The reports warn that the U.S. lifesaving system is not only failing to handle daily emergencies but also could break down in the face of national disasters, including hurricanes, disease outbreaks or terrorist attacks.

“We are not prepared,” says Brent Eastman, a board member and chief medical officer at Scripps Health in San Diego. “We struggle to survive day-to-day.”

Nels Sanddal, board member and president of the Critical Illness and Trauma Foundation in Bozeman, Mont., agrees. “To ramp up” to treat high numbers of patients, he says, “we have to have backbone.”

The reports say that, on average, in every minute of every day an ambulance carrying a patient is turned away from a hospital on “diversion,” when an emergency room says it’s too full to take more patients.

That must end, says Arthur Kellermann, director of the Center for Injury Control at Emory University School of Medicine in Atlanta. “We cannot let the most time-sensitive portal in the hospital get gridlocked.”

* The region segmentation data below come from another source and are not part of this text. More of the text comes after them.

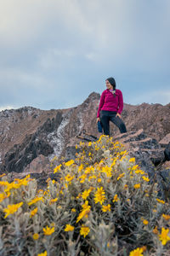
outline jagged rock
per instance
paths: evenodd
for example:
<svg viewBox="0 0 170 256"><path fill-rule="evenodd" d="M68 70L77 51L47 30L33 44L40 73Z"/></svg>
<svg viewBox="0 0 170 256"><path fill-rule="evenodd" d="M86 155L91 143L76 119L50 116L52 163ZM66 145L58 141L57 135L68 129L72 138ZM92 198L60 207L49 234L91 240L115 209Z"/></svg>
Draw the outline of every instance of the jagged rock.
<svg viewBox="0 0 170 256"><path fill-rule="evenodd" d="M39 154L24 169L22 174L48 172L49 160L42 154Z"/></svg>
<svg viewBox="0 0 170 256"><path fill-rule="evenodd" d="M162 147L167 147L170 143L170 133L167 134L160 142Z"/></svg>
<svg viewBox="0 0 170 256"><path fill-rule="evenodd" d="M99 94L93 92L81 105L68 109L24 107L0 112L1 172L23 172L40 154L49 160L55 155L73 158L75 144L79 143L76 135L81 131L85 129L94 136L100 135L96 125L99 98ZM147 148L144 154L154 164L158 164L162 152L156 139L160 141L170 133L170 104L125 103L122 116L128 135L120 135L113 124L110 135L117 139L120 137L119 140L130 150L140 150L140 154ZM143 130L136 132L139 128ZM154 153L153 149L157 151Z"/></svg>
<svg viewBox="0 0 170 256"><path fill-rule="evenodd" d="M170 143L166 147L166 148L164 150L164 154L165 154L165 160L167 161L170 161Z"/></svg>

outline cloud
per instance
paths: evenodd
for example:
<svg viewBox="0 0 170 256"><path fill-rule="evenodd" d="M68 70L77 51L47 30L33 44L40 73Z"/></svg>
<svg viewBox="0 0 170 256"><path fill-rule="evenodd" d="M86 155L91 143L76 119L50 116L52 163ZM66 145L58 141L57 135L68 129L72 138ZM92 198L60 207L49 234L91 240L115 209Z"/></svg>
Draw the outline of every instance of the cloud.
<svg viewBox="0 0 170 256"><path fill-rule="evenodd" d="M131 103L152 100L169 86L169 30L168 0L3 1L2 106L76 106L109 76Z"/></svg>

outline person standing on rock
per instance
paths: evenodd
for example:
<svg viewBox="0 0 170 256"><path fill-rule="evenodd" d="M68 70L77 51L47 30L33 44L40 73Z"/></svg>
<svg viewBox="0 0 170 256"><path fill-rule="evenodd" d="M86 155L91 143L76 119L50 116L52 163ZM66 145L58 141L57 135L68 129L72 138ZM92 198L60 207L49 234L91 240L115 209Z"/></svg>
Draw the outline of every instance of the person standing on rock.
<svg viewBox="0 0 170 256"><path fill-rule="evenodd" d="M100 96L97 122L100 121L105 135L110 136L110 121L119 128L121 133L125 133L127 128L121 116L123 108L122 93L116 89L116 81L113 78L107 79L105 85L107 89Z"/></svg>

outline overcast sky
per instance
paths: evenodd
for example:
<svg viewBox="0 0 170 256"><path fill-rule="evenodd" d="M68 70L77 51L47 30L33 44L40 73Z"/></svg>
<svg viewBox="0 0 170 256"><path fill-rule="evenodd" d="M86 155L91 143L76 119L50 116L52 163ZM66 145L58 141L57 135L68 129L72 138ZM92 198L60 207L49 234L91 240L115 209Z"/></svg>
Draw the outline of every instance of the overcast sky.
<svg viewBox="0 0 170 256"><path fill-rule="evenodd" d="M109 77L170 102L170 0L0 0L0 109L76 106Z"/></svg>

The IOM reports detail how hundreds of thousands of lives are affected every year by EMS deficiencies that are not obvious. “What the public perceives and what is real, in many cases, there is a disconnect,” says Gail Warden, president emeritus of the Henry Ford Health System in Detroit, who chaired the panel. “In most communities, there is a crisis under the surface.”

Many emergency rooms barely can handle their daily patient loads, children don’t always get good care, and the quality of rescue services is erratic, the reports say.

And geography determines survival.

“There is a wide disparity,” says Shirley Gamble, a United Way board member in Austin. She cited a 2003 USA TODAY probe that found a 10-fold difference between major cities in cardiac arrest survival rates.

The reports say that by following the lead of those cities that save more lives, entire regions can raise the quality of their care.

Improvements to emergency medical services, Eastman says, “should be built on islands of excellence that exist today.”